Court of Chancery Finds Privilege Unavailable Against the Investor as Well as Its Director Designee
Although there had been precedent and commentary suggesting that while a director is within the circle of confidentiality for board advice, the designating investor is not, the court re-affirmed that this is not a realistic proposition. That is because “a human has only one brain.” As the court stated, “Many investors appoint director representatives to monitor corporate performance—think of controlling stockholders, venture capital firms, and private equity firms—and information sharing is part of that process … The bottom line for the attorney-client privilege is that under the joint client approach, the investor presumptively joins the director within the circle of confidentiality, and the corporation cannot invoke privilege against the investor for materials created during the director’s tenure.” The court therefore rejected the company’s attempt to assert privilege because the plaintiff was the designating investor instead of the board designee.

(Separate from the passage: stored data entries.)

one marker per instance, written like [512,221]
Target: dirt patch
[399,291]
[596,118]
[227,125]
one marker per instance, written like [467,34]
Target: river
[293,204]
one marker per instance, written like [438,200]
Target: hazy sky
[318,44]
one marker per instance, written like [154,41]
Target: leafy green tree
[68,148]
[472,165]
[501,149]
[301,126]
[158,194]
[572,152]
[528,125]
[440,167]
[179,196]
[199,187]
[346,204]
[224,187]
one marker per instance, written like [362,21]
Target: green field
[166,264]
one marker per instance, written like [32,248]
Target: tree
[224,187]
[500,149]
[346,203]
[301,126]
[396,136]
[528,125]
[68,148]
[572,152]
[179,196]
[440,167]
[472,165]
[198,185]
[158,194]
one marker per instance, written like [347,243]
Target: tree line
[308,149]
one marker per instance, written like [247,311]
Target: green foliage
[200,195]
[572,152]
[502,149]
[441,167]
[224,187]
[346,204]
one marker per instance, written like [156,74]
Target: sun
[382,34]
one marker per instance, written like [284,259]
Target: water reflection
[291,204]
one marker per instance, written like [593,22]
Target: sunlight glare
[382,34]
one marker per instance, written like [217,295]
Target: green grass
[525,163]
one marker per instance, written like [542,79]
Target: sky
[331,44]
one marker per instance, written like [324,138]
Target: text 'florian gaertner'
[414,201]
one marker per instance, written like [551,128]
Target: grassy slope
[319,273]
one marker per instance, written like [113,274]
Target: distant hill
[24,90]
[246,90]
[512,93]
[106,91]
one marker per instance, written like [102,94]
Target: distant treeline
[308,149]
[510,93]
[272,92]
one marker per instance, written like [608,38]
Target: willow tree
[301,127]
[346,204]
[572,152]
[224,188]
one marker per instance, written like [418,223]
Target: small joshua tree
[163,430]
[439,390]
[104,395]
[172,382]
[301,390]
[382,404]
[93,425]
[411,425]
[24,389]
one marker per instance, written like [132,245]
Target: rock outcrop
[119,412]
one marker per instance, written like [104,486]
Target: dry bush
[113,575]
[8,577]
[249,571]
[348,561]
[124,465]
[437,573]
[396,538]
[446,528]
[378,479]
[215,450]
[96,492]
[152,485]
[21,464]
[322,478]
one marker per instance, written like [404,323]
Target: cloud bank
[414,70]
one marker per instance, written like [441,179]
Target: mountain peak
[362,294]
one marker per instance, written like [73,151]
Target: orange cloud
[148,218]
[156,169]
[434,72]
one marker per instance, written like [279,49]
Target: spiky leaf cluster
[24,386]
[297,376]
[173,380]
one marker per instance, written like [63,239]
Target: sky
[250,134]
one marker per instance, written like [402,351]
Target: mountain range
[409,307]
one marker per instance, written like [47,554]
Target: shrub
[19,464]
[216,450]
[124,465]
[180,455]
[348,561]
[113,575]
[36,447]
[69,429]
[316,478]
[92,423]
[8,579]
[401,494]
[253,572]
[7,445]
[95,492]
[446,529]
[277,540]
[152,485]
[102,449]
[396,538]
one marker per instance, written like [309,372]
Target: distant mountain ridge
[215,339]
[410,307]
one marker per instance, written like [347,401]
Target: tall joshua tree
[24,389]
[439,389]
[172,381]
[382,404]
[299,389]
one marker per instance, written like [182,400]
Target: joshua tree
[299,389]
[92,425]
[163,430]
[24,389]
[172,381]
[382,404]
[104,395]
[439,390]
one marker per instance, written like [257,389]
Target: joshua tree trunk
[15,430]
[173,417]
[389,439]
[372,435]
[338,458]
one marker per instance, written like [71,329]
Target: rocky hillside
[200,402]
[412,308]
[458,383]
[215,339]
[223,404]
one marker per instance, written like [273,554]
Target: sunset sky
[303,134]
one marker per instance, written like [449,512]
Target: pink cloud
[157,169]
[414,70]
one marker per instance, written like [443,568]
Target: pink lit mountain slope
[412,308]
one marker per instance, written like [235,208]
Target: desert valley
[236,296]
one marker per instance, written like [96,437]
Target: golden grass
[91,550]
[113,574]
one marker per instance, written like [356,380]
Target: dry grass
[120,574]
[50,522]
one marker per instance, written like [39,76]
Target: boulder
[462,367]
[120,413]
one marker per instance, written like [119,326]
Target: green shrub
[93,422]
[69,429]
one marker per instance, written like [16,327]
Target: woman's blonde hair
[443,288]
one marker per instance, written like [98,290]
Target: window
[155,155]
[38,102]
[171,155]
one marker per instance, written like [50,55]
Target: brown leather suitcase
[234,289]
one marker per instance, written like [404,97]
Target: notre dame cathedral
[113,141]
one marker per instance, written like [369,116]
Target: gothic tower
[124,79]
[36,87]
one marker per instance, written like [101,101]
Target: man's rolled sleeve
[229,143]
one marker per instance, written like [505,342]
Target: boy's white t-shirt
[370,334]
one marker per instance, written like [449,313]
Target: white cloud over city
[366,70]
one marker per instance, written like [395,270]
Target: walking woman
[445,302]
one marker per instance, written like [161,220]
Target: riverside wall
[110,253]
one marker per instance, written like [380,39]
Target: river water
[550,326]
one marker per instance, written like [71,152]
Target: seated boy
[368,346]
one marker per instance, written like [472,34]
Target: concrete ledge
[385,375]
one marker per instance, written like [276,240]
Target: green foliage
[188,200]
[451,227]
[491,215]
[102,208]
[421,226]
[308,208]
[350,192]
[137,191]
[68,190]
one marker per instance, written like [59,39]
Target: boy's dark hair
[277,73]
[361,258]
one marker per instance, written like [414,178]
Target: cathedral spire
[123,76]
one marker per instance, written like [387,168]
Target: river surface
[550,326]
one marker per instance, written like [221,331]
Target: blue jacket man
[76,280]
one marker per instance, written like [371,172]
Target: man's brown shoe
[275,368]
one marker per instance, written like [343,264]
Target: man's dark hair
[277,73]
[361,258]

Court Rejects Company’s Attempt to Rely on Section 220(d) Case Law to Uphold Its Privilege Assertion
Under Section 220(d) of the DGCL, a director has a right to virtually unfettered access to company information related to his or her service as a director. The right exists only for so long as a person is actually a director. The court re-affirmed that to assert privilege because the investor’s designee was not a director at the time of the discovery demand (and therefore outside the circle of confidentiality at that time) would conflate improperly a plaintiff’s right to discovery under Rule 26 of the Court of Chancery Rules with a director’s rights to information under the DGCL. The issue in litigation is whether the director was within the circle of confidentiality when privileged communications relevant to the litigation occurred. Moreover, under well-settled law, a former joint client cannot assert a privilege against another joint client in an action between or among the joint clients. As the court stated, “Under the joint client approach, confidentiality and privilege do not spring into being when the director’s tenure ends.”
A Delaware corporation’s ability to assert privilege in litigation to avoid disclosure to a former director for relevant communications that occurred while the person served as a director likely will fail unless the communication was subject to a contractual agreement, the corporation had created a special committee from which the director was excluded or the corporation had put the director on notice of legal adversity. If none of these exceptions applies, a Delaware corporation cannot expect to assert the attorney-client privilege to withhold relevant documents from a litigant generated when its designee had served on the corporation’s board.